By Mike Miles
May 23rd, 2011 | Uncategorized
The Federal Long-Term Care Insurance Program is conducting an open season for enrollment that continues until June 24.
The program is always open for enrollment, but during the open season — only the second such opportunity since the program’s introduction in 2002 — active federal employees and their spouses or qualified domestic partners will circumvent the usual medical underwriting requirements in favor of an abbreviated underwriting process. This means that some applicants who would otherwise be declined coverage will be able to get into the program.
The open season raises the visibility of the Federal Long-Term Care Insurance Program and undoubtedly inspires many employees and annuitants to learn more about the program and consider enrolling. I consider the federal program to be the benchmark for long-term care insurance for eligible participants. This should be your default choice for insurance, and all other options should be carefully considered in comparison to this program.
Whether you should buy long-term care insurance can be a difficult question to answer. It usually takes a rather rigorous financial analysis to determine and compare the costs and benefits of paying the insurance premiums against the costs and benefits of self-insuring. In many cases, the insurance can be ruled out as an option because it’s simply not affordable. Like traditional disability insurance, long-term care insurance is expensive — often costing thousands of dollars per year for meaningful coverage.
Additionally, the premiums are not guaranteed to remain level, and have gone up in the past, so allowing for large increases in future premiums is essential. The last thing you want to do is pay tens of thousands of dollars in premiums over the years, only to have the coverage become unaffordable when you’re most likely to need it. In fact, the instability in the long-term care insurance industry, including recent changes in the benefits and premiums for the federal program, raise serious questions about the viability of today’s long-term care insurance as a reliable solution over the long term.

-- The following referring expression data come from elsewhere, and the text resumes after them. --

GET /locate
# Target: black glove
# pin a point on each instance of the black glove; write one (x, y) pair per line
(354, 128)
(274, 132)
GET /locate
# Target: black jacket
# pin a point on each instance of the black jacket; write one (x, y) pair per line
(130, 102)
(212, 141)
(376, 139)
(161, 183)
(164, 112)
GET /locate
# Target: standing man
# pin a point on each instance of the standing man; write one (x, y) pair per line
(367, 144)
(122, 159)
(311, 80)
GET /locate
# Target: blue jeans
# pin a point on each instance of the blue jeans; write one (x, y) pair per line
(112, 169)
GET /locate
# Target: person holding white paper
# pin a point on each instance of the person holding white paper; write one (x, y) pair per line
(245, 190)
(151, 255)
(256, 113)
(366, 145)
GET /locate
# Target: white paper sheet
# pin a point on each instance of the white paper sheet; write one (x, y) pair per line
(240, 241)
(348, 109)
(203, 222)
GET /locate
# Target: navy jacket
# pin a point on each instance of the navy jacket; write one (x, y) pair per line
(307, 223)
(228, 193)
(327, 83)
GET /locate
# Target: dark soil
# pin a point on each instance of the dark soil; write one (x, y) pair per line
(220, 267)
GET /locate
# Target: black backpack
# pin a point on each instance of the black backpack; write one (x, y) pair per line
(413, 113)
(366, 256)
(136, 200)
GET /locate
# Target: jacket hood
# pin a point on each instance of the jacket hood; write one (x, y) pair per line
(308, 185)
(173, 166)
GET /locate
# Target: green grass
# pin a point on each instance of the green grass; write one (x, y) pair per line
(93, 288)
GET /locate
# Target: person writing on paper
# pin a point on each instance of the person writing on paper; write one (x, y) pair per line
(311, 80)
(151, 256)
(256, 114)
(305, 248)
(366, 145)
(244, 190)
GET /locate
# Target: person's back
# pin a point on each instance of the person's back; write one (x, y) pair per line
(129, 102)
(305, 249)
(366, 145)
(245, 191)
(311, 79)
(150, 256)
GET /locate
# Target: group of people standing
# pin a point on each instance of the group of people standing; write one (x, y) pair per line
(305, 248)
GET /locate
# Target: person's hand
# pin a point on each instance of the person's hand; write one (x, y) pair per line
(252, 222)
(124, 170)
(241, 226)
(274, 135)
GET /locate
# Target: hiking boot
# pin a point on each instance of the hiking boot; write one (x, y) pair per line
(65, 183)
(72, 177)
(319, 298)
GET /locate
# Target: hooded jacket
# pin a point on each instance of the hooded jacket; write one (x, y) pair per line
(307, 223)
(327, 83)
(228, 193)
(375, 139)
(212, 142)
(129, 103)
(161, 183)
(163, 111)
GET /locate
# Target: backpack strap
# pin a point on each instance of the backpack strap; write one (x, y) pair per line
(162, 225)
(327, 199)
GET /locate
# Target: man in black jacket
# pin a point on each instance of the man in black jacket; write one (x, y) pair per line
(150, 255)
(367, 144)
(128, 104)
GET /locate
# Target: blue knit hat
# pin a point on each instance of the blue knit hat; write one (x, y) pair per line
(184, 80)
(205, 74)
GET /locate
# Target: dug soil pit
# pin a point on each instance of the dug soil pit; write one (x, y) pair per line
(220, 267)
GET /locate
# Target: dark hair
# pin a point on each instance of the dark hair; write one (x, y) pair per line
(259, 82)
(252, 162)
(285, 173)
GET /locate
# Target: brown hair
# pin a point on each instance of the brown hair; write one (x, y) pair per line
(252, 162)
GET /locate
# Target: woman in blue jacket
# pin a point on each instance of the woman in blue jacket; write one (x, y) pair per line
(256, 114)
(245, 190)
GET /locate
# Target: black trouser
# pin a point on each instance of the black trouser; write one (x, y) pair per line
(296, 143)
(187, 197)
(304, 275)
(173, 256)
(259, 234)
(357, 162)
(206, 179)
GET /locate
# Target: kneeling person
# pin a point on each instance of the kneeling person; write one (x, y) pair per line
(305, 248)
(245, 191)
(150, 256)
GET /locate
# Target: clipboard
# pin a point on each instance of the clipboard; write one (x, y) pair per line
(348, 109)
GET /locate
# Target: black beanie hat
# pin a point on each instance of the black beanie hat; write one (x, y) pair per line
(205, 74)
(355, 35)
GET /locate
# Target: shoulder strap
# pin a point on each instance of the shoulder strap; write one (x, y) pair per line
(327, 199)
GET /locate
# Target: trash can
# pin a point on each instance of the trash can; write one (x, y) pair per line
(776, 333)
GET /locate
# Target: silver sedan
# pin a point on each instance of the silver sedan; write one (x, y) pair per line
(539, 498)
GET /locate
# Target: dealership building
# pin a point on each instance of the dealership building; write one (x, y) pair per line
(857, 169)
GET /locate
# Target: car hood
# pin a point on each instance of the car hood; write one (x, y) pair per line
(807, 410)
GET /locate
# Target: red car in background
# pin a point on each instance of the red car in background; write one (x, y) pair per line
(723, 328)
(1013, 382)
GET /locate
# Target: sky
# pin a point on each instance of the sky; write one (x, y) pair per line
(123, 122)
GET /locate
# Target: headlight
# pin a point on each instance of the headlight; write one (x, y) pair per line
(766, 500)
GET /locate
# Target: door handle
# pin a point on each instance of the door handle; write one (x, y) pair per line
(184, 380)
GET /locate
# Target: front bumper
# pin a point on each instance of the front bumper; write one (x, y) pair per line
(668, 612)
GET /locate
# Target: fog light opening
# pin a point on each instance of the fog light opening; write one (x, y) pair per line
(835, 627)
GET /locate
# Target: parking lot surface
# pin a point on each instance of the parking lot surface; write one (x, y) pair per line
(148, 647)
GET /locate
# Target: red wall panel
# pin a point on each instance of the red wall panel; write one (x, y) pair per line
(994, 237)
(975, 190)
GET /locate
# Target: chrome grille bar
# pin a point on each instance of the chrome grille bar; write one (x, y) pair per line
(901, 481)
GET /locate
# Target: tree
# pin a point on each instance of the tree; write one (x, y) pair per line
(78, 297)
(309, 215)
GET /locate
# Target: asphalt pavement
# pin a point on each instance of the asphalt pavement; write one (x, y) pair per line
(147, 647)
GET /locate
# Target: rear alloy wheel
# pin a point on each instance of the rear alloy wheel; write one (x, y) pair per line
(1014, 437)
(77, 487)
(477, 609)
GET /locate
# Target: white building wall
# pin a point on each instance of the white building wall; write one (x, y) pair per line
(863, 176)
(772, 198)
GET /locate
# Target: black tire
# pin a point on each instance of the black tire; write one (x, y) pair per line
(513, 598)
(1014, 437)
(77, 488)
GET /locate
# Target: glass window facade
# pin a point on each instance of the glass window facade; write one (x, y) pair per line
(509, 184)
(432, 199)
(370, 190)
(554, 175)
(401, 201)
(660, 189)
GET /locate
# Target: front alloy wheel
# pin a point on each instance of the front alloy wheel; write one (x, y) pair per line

As a financial analyst, I am still trying to determine how to rationally factor the risks inherent in owning long-term care insurance into the cost-benefit equation.
Once you have decided to buy long-term care insurance, you’ll be faced with the tricky task of deciding how much to buy. The ltcfeds.com website has introduced the Online Consultant Tool, an interactive presentation that promises to guide you in designing a personalized plan. This means configuring the benefit choices to meet your needs.
The tool falls short, however. While it clearly walks you through the benefit choices and provides some insight into each one’s utility, it doesn’t address the real issue: how you should configure the benefits to best address your needs.
Rather than relying on emotional responses and irrational biases, this insurance, like all insurance, should be configured to adequately reduce your exposure to risk at the lowest possible cost. Unfortunately, the consultant doesn’t provide you with enough information about the risk you face.
It is possible to use historical population usage data, medical history and life expectancy to estimate the probability of an individual spending a certain amount of money on long-term care during their lifetime. With this information, it is possible to determine how much insurance is required to reduce the probability of exhausting the policy’s benefits to a given level.
I estimate the risk target for long-term care insurance should be something in the 10 percent to 20 percent range. That is: Buy just enough insurance so that the probability of exhausting the policy’s benefits is between 10 percent and 20 percent.
I have been performing this analysis for clients for at least 10 years. Adding this capability to the Online Consultant Tool would enable it to fulfill its promise.
Jesse Slome Says:
May 24th, 2011 at 10:18 pm
You left out a most important point. Anyone who is in good health or those who are married should compare the cost of the Federal plan with private long-term care insurance. Discounts can make equal coverage less expensive for these two groups. In terms of how much to buy … but what you can afford comfortably. A 3-year policy with a Shared Care Option (available from most insurers) makes a lot of sense.